The collaterals and slashing solution is orthogonal to Cartesi’s solution. In fact, a protocol using Cartesi’s proposed algorithm should also include collaterals and slashing. Rather, Cartesi’s algorithm is a new fraud-proof primitive.

First, the paper starts with the “Refereed Games” primitive of Canetti et al., where two players can prove to a computationally limited referee that theirs is the correct result of a computation. Then, using this primitive, one can extend the protocol to allow a set of N players to fight over the result of a computation. This way, a single honest player in the set of N players can enforce the correct result of a computation.

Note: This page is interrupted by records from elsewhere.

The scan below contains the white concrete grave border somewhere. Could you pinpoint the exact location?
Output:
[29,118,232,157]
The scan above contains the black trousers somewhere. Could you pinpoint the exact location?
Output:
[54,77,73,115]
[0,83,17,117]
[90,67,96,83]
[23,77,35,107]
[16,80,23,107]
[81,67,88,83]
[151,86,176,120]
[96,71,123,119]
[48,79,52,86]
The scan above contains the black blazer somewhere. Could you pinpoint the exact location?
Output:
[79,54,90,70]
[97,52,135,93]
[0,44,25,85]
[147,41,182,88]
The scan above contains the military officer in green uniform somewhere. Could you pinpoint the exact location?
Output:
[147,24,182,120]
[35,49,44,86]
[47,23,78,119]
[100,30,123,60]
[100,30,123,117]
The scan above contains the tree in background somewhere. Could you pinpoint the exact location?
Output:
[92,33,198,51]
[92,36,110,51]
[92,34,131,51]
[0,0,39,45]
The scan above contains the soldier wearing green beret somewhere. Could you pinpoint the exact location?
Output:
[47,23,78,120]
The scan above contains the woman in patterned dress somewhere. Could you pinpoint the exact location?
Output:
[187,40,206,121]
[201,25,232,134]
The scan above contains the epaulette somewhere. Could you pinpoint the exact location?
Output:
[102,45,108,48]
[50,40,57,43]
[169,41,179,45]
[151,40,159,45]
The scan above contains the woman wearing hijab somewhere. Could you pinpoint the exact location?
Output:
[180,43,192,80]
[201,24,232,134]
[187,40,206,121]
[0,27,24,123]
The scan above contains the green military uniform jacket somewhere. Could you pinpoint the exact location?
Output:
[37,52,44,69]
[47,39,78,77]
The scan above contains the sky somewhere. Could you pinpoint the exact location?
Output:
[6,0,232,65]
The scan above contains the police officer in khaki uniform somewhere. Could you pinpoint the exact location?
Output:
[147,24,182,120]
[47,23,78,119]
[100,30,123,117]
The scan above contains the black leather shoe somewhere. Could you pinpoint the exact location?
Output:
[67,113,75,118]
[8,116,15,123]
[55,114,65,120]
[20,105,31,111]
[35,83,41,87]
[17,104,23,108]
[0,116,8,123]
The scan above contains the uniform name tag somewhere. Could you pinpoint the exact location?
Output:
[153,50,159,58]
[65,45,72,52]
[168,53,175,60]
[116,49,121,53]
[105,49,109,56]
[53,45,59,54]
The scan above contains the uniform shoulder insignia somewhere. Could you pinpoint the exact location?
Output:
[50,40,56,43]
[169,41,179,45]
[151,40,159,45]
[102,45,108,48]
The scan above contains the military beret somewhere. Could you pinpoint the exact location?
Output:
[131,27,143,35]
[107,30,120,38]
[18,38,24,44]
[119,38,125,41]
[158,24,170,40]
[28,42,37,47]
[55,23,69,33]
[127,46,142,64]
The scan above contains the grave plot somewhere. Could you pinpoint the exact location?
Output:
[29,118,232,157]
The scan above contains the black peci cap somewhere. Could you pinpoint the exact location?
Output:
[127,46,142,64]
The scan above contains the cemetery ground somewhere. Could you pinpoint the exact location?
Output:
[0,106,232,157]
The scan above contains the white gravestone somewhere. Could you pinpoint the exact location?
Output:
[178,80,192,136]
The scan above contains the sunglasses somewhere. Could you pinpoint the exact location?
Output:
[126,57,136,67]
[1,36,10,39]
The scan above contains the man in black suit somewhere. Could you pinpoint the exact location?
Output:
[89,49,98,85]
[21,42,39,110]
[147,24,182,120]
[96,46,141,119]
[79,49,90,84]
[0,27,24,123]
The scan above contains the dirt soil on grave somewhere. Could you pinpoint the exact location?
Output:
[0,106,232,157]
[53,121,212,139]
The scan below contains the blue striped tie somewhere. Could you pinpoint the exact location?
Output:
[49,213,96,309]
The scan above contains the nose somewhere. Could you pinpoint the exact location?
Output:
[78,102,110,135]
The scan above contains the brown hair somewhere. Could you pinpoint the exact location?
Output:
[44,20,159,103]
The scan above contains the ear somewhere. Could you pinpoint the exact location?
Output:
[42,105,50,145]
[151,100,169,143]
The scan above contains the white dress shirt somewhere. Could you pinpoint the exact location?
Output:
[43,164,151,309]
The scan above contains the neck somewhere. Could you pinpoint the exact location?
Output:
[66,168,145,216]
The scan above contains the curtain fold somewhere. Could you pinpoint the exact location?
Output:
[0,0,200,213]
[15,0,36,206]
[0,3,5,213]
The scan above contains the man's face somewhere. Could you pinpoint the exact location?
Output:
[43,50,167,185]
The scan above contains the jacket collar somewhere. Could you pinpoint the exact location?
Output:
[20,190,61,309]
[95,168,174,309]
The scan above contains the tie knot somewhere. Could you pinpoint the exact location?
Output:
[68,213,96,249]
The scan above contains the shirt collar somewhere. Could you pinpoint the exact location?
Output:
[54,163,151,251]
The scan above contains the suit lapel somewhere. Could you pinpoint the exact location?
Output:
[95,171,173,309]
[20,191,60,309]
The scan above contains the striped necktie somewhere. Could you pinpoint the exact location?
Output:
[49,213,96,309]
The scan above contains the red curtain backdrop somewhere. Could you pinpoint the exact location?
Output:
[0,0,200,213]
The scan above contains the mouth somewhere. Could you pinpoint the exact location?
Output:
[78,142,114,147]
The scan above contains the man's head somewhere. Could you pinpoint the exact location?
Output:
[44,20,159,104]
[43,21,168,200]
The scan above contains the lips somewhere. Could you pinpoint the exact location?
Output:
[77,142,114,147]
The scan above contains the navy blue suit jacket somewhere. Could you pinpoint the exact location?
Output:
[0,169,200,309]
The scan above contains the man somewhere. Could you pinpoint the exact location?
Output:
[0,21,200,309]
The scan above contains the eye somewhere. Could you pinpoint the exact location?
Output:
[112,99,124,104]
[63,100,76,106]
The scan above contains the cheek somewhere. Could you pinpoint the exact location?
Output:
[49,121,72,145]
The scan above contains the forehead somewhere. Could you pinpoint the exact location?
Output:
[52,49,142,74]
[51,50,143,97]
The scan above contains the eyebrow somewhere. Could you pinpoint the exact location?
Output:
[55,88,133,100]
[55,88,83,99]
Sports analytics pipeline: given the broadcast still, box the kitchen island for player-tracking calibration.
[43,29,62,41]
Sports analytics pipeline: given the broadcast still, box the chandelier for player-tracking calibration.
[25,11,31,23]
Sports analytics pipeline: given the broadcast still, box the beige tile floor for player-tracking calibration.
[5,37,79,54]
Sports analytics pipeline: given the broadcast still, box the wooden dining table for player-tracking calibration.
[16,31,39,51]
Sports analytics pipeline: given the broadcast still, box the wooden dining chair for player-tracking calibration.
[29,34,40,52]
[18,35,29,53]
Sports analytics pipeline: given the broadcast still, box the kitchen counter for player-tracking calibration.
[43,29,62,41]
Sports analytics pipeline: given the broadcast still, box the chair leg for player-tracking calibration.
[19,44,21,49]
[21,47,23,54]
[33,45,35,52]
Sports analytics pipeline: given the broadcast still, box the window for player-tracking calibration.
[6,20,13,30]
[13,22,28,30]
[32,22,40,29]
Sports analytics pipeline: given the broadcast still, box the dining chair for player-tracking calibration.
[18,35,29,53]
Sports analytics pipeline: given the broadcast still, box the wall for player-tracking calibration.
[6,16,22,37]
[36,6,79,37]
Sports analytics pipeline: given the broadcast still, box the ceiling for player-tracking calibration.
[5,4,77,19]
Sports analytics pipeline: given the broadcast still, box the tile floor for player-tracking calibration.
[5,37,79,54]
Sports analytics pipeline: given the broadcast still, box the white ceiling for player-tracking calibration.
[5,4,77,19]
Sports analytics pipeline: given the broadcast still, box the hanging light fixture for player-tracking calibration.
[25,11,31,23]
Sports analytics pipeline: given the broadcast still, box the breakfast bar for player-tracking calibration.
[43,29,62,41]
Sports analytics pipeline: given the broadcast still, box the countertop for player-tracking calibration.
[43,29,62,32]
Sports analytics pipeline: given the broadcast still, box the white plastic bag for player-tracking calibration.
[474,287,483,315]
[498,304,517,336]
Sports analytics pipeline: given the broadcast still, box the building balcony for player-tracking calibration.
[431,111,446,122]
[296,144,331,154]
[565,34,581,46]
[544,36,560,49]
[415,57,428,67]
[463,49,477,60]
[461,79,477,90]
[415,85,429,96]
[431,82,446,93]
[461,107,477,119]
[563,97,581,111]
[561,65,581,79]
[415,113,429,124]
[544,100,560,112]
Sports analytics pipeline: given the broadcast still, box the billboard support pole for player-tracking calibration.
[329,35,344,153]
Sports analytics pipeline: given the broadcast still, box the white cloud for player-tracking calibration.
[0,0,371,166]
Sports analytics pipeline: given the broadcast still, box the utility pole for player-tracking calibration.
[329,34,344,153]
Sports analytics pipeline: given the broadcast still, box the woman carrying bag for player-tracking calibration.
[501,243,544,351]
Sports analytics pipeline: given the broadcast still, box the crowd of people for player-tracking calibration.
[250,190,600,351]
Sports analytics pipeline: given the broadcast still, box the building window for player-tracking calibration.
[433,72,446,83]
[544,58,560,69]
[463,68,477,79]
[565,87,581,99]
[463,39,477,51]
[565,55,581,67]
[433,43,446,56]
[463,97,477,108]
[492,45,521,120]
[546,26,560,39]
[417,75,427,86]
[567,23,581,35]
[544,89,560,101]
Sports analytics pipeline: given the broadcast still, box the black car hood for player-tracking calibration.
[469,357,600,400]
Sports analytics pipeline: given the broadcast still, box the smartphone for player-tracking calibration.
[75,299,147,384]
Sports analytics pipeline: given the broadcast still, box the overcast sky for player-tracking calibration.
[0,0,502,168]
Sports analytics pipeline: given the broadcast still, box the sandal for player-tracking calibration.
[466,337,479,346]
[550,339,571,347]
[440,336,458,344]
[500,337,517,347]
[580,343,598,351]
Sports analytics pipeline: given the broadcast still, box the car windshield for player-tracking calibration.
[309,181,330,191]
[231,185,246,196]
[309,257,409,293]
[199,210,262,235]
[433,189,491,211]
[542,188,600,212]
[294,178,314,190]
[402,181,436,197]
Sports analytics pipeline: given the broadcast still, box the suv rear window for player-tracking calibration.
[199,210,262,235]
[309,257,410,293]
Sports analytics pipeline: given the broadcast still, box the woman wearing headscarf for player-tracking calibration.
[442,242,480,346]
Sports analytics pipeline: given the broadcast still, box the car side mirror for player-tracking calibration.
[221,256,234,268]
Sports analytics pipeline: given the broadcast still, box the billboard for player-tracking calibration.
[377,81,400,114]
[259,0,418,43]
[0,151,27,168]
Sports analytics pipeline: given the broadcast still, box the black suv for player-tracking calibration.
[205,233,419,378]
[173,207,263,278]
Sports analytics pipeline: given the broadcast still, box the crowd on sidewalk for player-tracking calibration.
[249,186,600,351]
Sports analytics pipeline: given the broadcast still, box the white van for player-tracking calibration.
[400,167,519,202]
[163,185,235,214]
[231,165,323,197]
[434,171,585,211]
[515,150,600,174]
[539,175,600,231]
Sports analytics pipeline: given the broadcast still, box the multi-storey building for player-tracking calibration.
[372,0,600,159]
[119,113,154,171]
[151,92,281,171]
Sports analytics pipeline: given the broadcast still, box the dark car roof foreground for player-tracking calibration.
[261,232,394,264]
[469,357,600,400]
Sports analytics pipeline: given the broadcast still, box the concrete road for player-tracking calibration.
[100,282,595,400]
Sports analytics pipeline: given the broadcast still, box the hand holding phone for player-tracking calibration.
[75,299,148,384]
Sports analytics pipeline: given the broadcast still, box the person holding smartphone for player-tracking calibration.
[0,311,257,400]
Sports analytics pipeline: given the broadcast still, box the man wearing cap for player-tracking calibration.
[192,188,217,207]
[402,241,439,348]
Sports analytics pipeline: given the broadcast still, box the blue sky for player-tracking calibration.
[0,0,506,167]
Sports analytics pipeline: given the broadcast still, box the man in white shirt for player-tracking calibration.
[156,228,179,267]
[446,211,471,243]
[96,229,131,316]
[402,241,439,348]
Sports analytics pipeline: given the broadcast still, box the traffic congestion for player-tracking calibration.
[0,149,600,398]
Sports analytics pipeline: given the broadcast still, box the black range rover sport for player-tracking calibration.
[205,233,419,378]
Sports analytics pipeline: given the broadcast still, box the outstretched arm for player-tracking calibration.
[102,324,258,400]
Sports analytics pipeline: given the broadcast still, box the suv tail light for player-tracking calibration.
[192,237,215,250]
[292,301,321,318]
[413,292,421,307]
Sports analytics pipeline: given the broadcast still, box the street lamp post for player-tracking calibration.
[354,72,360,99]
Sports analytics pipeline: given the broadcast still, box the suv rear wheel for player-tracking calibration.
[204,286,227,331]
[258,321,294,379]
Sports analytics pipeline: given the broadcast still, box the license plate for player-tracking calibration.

However, this does not scale well over N; both the number of referee interactions and the computational effort spent by honest players grows linearly, and so does the overall dispute times. Adding collaterals and slashing is a way to disincentivize attackers. (And winning parties must at least recoup the resources they spent, otherwise a well-funded attacker may exhaust an honest player’s resources.) However, this introduces attacks that can delay liveness of roughly N challenge periods at a cost to the attacker of N collaterals.

Moreover, this has centralization concerns. The choice of collateral has to balance between restricting the number of people that can participate in disputes and how feasible delay attacks are. If it’s set to zero, then anyone can participate, but one could delay finality forever. If it’s set very high, very few would be able to participate, but delay attacks would be very expensive.

The preliminary Cartesi paper introduces the “Permissionless Refereed Tournaments” primitive, which addresses the limitations mentioned above. The main contributions are the concept of a computation commitment — a Merkle tree where the leaves are the intermediary Merkle hashes of the state of a computation — and sorting validators into tournament brackets.

With this primitive, rather than dispute effort growing linearly with the number of players, it grows logarithmically. An attacker that wants to delay finality by X, would have to spend exp(X) collaterals.

And this is just on delay attacks. There are other interesting features of Cartesi’s algorithm besides that.